Why NAGAS? The Meaning of Nagas
The NAGAS Icon with a serpent or dragon body coming out of a lotus with a Lion’s head is derived from the Nubian God/Goddess of War or defense and protection called Apedemak as depicted on a pylon relief of the Lion temple in Naga located in the Meroic kingdom of Kush in Nubia. In its general contours it bears a strong likeness to a uraeus shown against a neutral background. Throughout Africa serpents and scepters are bound up with each other. Serpents were usually placed along ritual scepters. In ancient cosmologies all over the world the Serpent has long been a symbol of renewal, and the cycle of death and rebirth. Some cultures have noted that, because the serpent has lidless eyes, it is the only creature that can look directly at the Sun without blinking. The Lion and the Serpent also represent the unity or androgyny of male and female.
“The ancient Indians belonged to the Kushite African race, still numerous in a wide area of the globe, spread from India in the East to Senegal in the West. Of this group of ancient Blacks, the Naga People were and still are the largest subgroup of the Kushitic speaking branch of the Black African race. In fact, the Nagas still retain the title “Naga” in various forms throughout Africa and South Asia even today.
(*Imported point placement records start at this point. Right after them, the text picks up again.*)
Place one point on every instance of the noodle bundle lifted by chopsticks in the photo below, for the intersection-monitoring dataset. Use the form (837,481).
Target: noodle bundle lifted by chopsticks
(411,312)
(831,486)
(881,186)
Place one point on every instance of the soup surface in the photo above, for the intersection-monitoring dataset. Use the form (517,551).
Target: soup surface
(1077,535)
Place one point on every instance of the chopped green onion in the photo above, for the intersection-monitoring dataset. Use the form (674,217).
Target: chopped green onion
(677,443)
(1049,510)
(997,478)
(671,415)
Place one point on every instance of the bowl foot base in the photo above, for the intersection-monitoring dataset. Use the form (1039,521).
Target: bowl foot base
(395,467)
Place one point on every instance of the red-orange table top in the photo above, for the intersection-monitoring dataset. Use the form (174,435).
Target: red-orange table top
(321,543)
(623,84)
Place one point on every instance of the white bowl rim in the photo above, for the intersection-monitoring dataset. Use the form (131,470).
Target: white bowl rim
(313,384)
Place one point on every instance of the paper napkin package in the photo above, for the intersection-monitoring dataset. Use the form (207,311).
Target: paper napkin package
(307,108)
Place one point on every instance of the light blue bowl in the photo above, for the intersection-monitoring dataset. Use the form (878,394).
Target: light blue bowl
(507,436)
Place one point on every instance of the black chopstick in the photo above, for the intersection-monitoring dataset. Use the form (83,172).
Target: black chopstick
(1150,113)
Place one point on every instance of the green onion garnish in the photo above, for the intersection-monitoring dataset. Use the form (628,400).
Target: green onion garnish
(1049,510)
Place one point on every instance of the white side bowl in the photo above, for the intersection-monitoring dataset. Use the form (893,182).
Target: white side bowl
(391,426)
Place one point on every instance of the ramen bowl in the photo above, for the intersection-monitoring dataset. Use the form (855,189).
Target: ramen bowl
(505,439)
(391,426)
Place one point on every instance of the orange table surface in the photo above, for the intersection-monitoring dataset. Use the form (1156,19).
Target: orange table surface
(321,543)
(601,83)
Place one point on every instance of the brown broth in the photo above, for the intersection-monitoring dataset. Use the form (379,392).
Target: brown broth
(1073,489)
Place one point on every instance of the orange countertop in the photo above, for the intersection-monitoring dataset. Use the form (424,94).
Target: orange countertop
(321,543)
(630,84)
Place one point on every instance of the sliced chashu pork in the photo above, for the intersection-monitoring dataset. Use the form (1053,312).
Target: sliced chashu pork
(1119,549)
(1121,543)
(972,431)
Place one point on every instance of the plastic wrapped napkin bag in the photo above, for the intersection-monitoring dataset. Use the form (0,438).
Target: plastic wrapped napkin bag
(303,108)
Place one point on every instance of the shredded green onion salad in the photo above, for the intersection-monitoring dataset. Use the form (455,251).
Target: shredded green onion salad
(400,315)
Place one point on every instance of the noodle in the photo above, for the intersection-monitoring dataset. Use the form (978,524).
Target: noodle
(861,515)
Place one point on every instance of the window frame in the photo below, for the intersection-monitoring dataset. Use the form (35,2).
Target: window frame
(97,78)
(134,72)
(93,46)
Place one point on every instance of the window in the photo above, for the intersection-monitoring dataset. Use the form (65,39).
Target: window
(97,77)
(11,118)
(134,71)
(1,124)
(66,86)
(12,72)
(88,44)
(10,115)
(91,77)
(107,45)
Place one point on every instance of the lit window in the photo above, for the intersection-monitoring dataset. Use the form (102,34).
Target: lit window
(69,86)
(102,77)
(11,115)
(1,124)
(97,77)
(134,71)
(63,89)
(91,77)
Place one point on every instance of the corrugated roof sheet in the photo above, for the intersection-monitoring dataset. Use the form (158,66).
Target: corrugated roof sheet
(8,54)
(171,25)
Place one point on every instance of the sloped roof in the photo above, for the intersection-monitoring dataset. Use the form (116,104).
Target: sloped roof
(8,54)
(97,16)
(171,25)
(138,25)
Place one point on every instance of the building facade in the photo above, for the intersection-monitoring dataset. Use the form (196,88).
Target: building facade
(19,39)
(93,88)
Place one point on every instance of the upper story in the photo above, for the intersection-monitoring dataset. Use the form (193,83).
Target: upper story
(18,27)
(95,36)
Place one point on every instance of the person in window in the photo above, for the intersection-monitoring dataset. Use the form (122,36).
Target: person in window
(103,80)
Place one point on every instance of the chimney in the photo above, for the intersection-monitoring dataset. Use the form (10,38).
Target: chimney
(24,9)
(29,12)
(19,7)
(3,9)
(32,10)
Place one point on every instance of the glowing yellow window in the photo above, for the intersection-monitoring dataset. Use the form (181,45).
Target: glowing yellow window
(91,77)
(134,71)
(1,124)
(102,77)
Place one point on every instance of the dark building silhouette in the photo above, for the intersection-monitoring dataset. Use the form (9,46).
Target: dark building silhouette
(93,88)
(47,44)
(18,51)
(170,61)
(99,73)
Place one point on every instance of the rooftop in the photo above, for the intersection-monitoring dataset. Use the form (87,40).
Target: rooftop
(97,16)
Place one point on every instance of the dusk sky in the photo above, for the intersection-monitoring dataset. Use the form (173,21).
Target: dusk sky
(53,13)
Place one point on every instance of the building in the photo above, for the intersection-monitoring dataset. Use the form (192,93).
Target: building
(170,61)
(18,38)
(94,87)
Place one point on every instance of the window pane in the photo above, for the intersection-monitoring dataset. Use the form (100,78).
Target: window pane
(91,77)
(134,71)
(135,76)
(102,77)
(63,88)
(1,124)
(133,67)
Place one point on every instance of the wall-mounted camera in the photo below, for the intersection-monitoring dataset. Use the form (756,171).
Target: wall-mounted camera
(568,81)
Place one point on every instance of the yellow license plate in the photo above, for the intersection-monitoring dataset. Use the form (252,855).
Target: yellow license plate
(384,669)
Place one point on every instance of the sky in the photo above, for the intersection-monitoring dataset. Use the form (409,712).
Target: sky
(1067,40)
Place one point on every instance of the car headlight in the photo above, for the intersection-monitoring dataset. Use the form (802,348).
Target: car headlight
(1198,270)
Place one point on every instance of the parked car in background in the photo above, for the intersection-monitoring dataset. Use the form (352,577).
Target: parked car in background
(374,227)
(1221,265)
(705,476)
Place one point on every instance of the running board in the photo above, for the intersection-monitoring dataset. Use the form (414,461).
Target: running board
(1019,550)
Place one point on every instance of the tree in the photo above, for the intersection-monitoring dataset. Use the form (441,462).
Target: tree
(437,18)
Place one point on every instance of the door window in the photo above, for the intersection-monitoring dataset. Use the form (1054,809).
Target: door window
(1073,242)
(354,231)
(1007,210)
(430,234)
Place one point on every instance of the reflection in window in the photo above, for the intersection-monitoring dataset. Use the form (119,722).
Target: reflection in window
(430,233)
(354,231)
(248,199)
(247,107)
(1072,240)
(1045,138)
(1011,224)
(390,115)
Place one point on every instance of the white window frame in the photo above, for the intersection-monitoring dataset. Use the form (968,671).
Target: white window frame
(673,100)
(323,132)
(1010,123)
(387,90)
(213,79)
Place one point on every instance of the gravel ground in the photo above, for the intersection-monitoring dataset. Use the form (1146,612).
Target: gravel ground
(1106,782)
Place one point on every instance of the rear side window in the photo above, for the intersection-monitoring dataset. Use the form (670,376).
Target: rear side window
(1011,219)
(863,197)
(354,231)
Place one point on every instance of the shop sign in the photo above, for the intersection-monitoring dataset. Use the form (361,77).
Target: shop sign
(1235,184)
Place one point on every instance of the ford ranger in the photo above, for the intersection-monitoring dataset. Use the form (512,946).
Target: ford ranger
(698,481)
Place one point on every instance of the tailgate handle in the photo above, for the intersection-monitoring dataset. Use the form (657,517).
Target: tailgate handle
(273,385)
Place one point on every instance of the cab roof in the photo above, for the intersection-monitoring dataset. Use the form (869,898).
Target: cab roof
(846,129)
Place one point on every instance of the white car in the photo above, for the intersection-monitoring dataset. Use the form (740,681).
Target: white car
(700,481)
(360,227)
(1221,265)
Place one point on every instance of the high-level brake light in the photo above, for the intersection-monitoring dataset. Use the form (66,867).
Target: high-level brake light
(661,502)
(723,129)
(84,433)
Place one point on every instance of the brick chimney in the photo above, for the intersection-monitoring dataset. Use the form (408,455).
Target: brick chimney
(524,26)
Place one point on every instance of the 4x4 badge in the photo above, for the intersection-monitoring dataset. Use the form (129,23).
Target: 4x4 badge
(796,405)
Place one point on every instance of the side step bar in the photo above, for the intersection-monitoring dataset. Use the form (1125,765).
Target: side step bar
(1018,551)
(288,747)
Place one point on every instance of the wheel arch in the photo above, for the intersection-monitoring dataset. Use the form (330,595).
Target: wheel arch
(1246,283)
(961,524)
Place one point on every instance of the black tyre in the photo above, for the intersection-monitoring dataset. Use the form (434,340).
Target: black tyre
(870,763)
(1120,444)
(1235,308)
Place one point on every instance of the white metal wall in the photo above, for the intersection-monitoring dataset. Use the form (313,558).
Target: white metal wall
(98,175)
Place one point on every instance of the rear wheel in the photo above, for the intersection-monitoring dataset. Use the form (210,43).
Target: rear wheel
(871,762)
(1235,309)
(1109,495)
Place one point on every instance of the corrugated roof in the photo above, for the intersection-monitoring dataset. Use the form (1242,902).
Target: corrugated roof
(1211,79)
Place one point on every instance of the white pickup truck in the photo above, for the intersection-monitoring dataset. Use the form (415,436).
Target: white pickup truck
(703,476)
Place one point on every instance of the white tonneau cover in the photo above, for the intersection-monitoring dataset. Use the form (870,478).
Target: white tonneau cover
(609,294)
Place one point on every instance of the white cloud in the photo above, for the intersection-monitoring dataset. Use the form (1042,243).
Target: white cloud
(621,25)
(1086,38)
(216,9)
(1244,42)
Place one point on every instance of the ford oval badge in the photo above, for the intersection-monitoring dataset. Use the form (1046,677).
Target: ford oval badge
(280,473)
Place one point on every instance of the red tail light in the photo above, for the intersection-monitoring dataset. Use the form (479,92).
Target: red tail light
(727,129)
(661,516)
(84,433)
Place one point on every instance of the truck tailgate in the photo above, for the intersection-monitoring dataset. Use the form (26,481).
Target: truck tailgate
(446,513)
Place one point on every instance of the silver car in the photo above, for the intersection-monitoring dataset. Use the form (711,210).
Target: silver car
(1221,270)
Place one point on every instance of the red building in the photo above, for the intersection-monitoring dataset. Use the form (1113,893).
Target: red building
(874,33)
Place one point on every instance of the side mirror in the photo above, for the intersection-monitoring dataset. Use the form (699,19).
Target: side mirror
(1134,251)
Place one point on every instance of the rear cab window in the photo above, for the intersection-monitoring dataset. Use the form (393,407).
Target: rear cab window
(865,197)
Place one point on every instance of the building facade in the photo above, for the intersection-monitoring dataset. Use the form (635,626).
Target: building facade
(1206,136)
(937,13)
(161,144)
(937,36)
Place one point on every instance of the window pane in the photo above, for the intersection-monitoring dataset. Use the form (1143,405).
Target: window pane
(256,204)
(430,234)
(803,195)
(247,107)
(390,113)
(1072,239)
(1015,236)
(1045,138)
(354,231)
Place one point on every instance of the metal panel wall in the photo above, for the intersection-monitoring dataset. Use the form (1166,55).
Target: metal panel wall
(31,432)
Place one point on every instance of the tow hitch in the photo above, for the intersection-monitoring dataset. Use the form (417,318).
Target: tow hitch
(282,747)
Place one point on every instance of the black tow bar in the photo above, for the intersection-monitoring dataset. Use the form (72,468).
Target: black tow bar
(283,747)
There are many examples of the term “Naga” still being used to describe various groups in Africa and Asia, who are all of the Kushitic branch of the Black African race. For example, the Blacks of West Africa were called “Nugarmar-ta.” “Nagomina” is the name of a tribe from West Africa, who were part of a series of great civilizations which existed in the region before 1000 B.C. The “Naga,” are another group of people related to India’s Naga people, who live in various parts of East Africa and in the nation of Sudan, the original homeland of all Naga and other Kushitic Black peoples. The word “Nahas” is another word for “Nubian.” Names of tribes and nationalities such as “Nuer,” “Nuba,” “Nubian” are all related to the Naga tribes of India and South Asia. Long before the barbarians infiltrated India, the Blacks (Naga, Negrito, Negroid and all those belonging to the Negroid-Australoid Black race, as well as pure Negritic racial types ruled India as well as a substantial portion of Asia from Arabia to China and the South Pacific, as well as the Indian Ocean region” Runoko Rashidi. http://www.shahamaasi.com
There is a close association with the Lion temple at Naga with the culture and cosmology of the Indian/Asian subcontinent. The three headed Lion appearing in the Lion Temple in Nubia is also the national symbol of India. Also there are similarities between the Lion headed serpent or dragon arising out of the lotus with the Lion headed sea serpent called the Merlion, the symbol of Singapore and also the Lion headed dragon of Vietnam. The priest class of the mother goddess in ancient Africa and Asia were called the Nagas
Naga is the origin of the word Nega, Negusa, Nagast, Niger, or NGR, Negro, meaning King, Lord, Glory, Black and God respectively.
The spiral A’s in the NAGAS name logo represent the mother goddess as seen in all world symbology and semiotics. It is the most common symbol that appears on the Ikom monoliths in Igbo land Nigeria and ancient African cosmology.
The Lotus plant is known to be associated with rebirth. This is a consequence of it supposedly retracting into the water at the night, and emerging a fresh in the Sun the next. The Egyptians therefore associated the lotus flower with the sun which also disappeared in the night, only to re- emerge in the morning. Therefore the lotus came to symbolize the Sun and the creation. In many hieroglyphics works the lotus is depicted as emerging from Nun (the primordial water) bearing the Sun God. As something that is associated with rebirth, it is no surprise that the lotus flower is also associated with death, and the famous Egyptian book of the dead is known to include spellsthat are able to transform a person into a lotus, thus allowing for resurrection. The Naga is an ancient African symbol represents the son/sun of the goddess fearlessly arising/resurrecting from the primeval waters as a priest/king to defend, protect its realm.
From the Lion Temple of Naqa or Naga’a (Arabic: النقعة an-Naqʿa) a ruined ancient city of the Cushite Kingdom of Meroe in modern-day Sudan.